We see this far too often (look no further than the comically unsuccessful Unity '08, No Labels, and Americans Elect campaigns). What passes for a centrist movement these days needs no ideology, no defined goals, no specific platform. Only the requisite hand-wringing about the lack of Civility, wistful outcries for Real Leadership in Washington, the essential avowal that Both Sides Are to Blame, and just wishing that those gosh-darn politicians will be nice to each other and compromise.

I'm not talking about the oft-maligned false equivalency; that's another argument entirely. I usually align with the Democrats, but I recognize the need for a real centrist movement, as well as more bipartisan cooperation. What I fail to see is how this sort of vagueness is all that helpful.
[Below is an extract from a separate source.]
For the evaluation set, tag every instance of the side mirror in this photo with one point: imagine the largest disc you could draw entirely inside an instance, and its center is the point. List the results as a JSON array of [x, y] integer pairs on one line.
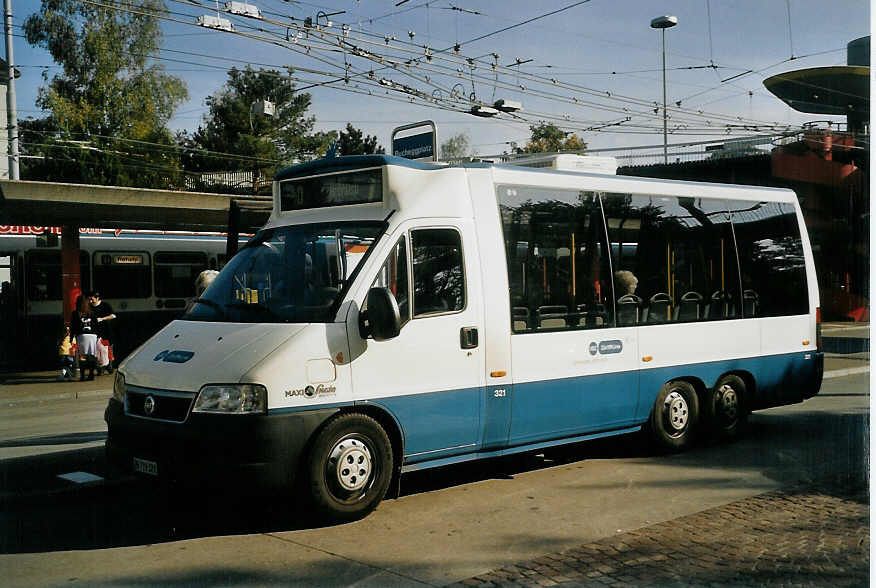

I have respect for centrists and independents. Genuine ones. I don't always agree with Michael Bloomberg, but to his credit, he generally avoids drivel like this. His mayorship has allowed him to implement real, tangible ideas for solving educational problems, gun violence, and public health issues. Ross Perot got 19% of the vote in 1992 not because he had the rosiest stories about civility, but because he went around with his easels and charts and offered specific solutions to the nation's problems.

Howard Schultz is right that Washington needs leadership. But if he wants to have the sort of real impact on politics that he seems to want, he could offer some of that leadership too. Give us a tax proposal. Tell us what budget cuts he would make. Give some thoughts as to what "compromise" actually looks like.

Otherwise, he's really just part of the problem.